Em um movimento que intensifica o escrutínio sobre aliados do ex-presidente Jair Bolsonaro, o ministro Alexandre de Moraes, do Supremo Tribunal Federal (STF), determinou a investigação de nove deputados federais em 2022. A ordem, revelada pela Folha de S.Paulo, marca uma escalada nas tensões entre o Judiciário e a base bolsonarista no Legislativo.
Lista de Investigados
Na lista estavam sete deputados do PL na época: Eduardo Bolsonaro (SP); Bia Kicis (DF); Carla Zambelli (SP); Major Vitor Hugo (GO); Marco Feliciano (SP); Junio Amaral (MG); e Filipe Barros (PR). Também constavam parlamentares de outros partidos: Otoni de Paula (MDB); e Daniel Silveira, que fazia parte do PTB. As informações são da revista Oeste.
A inclusão de parlamentares de outras legendas, como Otoni de Paula (MDB) e Daniel Silveira (ex-PTB), sugere uma investigação abrangente sobre a disseminação de desinformação no cenário político brasileiro.
O pedido de Moraes, encaminhado ao juiz auxiliar Airton Vieira e posteriormente ao perito Eduardo Tagliaferro da Assessoria Especial de Enfrentamento à Desinformação (AEED) do TSE, levanta questões sobre os limites entre a liberdade de expressão parlamentar e a responsabilidade legal na era digital.

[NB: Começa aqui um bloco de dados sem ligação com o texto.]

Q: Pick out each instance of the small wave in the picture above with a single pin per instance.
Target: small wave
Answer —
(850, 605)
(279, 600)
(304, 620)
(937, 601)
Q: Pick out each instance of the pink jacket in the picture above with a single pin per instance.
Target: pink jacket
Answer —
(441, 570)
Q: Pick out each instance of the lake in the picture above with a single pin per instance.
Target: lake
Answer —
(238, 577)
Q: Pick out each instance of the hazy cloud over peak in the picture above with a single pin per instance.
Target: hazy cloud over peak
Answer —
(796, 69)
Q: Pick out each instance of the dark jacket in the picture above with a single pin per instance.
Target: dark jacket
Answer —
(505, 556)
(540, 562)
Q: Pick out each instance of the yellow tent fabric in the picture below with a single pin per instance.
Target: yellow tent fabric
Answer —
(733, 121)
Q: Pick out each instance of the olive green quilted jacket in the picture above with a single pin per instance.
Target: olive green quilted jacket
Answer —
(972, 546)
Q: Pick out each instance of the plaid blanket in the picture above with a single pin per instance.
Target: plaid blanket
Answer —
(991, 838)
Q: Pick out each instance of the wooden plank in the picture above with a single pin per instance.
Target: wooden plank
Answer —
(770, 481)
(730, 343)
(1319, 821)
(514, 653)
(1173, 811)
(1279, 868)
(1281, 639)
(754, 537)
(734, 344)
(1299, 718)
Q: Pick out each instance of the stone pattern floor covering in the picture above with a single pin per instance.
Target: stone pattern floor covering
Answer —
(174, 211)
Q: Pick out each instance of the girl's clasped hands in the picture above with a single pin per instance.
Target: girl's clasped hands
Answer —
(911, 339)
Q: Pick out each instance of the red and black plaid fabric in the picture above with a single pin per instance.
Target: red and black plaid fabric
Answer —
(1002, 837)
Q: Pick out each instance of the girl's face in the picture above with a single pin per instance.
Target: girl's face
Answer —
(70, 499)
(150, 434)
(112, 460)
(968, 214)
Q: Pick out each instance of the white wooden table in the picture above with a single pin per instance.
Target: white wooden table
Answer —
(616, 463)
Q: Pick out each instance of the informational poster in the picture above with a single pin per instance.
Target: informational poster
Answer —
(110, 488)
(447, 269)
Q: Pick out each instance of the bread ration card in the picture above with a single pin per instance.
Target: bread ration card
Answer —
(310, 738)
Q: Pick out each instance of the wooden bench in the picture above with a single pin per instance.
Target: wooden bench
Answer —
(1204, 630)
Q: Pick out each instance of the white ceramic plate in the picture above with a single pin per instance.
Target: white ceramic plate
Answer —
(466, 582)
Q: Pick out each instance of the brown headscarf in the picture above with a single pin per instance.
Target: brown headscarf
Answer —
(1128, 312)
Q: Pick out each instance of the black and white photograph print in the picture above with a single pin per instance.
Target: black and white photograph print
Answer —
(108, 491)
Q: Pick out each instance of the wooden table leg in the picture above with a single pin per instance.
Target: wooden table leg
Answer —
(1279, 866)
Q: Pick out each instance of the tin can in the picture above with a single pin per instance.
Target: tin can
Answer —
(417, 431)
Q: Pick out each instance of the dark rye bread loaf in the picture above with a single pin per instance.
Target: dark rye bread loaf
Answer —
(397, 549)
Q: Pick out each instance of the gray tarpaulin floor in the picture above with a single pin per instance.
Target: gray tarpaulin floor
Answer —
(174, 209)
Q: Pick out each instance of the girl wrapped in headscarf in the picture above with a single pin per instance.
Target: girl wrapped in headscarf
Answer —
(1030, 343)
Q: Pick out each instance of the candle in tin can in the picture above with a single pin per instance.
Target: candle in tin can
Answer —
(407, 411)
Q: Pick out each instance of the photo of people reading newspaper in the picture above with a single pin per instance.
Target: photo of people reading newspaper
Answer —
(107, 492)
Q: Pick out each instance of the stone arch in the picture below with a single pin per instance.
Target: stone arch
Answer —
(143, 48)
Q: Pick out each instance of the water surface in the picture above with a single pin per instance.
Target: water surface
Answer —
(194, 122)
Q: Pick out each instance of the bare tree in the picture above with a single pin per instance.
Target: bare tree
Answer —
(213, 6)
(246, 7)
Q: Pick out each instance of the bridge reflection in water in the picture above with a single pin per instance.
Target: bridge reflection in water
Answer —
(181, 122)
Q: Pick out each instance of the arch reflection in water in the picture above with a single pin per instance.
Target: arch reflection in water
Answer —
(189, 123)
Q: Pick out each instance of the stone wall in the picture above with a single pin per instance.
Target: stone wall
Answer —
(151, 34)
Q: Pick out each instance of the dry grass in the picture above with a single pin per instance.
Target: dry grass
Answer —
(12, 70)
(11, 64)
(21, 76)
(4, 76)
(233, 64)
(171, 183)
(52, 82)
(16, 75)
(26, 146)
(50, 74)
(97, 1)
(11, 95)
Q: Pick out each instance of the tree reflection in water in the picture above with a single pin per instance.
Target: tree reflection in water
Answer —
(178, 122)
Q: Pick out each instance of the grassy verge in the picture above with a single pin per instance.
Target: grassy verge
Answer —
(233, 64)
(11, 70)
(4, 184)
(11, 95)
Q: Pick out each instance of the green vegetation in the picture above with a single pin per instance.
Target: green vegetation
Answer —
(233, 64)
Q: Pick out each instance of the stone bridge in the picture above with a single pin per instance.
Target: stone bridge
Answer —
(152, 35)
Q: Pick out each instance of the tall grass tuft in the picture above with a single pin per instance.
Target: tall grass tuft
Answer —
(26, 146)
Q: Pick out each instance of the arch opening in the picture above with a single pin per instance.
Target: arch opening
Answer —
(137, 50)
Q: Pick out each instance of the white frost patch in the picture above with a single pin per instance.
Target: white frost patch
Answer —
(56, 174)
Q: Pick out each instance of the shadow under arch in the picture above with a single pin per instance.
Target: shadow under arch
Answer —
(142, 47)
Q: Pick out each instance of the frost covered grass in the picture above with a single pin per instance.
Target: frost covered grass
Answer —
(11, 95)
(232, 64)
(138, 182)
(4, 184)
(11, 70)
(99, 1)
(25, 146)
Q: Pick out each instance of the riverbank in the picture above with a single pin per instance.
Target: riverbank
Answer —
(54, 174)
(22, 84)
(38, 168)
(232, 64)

Esta movimentação do STF ocorre em um contexto de crescente preocupação com a propagação de fake news e seus impactos nos processos democráticos, especialmente após as controversas eleições de 2022. A investigação pode ter implicações significativas para o equilíbrio de poderes e para o debate sobre a regulação do discurso político no Brasil.
A revelação dessas investigações pela imprensa adiciona uma nova camada de complexidade ao já tenso relacionamento entre o Judiciário e setores do Legislativo alinhados ao bolsonarismo, prometendo manter o tema no centro do debate político nacional nos próximos meses.
ENTENDA
Uma investigação recente da Folha de S.Paulo trouxe à tona uma situação que pode gerar debates significativos sobre os limites de atuação entre diferentes instâncias do Judiciário brasileiro. Segundo a reportagem, durante o período em que o ministro Alexandre de Moraes presidia o Tribunal Superior Eleitoral (TSE), seu gabinete no Supremo Tribunal Federal (STF) teria utilizado, de maneira não oficial, a estrutura do TSE para produzir relatórios sobre aliados do ex-presidente Jair Bolsonaro.
Os documentos, produzidos pelo setor de combate à desinformação da Corte Eleitoral, teriam sido usados para fundamentar decisões de Moraes no inquérito das fake news, que tramita no STF. As mensagens analisadas pela Folha abrangem o período de agosto de 2022 a maio de 2023, envolvendo figuras-chave como o juiz instrutor Airton Vieira, assessor de Moraes no STF, e Eduardo Tagliaferro, perito criminal responsável pela Assessoria Especial de Enfrentamento à Desinformação (AEED) do TSE.
Um ponto crucial da reportagem é que não há indícios diretos de que os relatórios tenham sido solicitados explicitamente por Moraes ou seu gabinete no STF. Alguns documentos teriam sido requisitados por juízes auxiliares do TSE ou apresentados como denúncias anônimas.
Um caso específico mencionado envolve o jornalista Rodrigo Constantino. Mensagens revelam que um assessor compartilhou no WhatsApp um pedido de Moraes para analisar postagens do jornalista sobre o TSE, solicitando um relatório à Corte Eleitoral e indicando que decisões subsequentes seriam tomadas pelo STF.
Esta situação levanta questões importantes sobre a separação de funções entre diferentes órgãos do Judiciário e o uso apropriado de recursos institucionais. A falta de resposta do ministro e dos assessores mencionados nos diálogos, quando contatados pela Folha, adiciona uma camada de complexidade ao caso.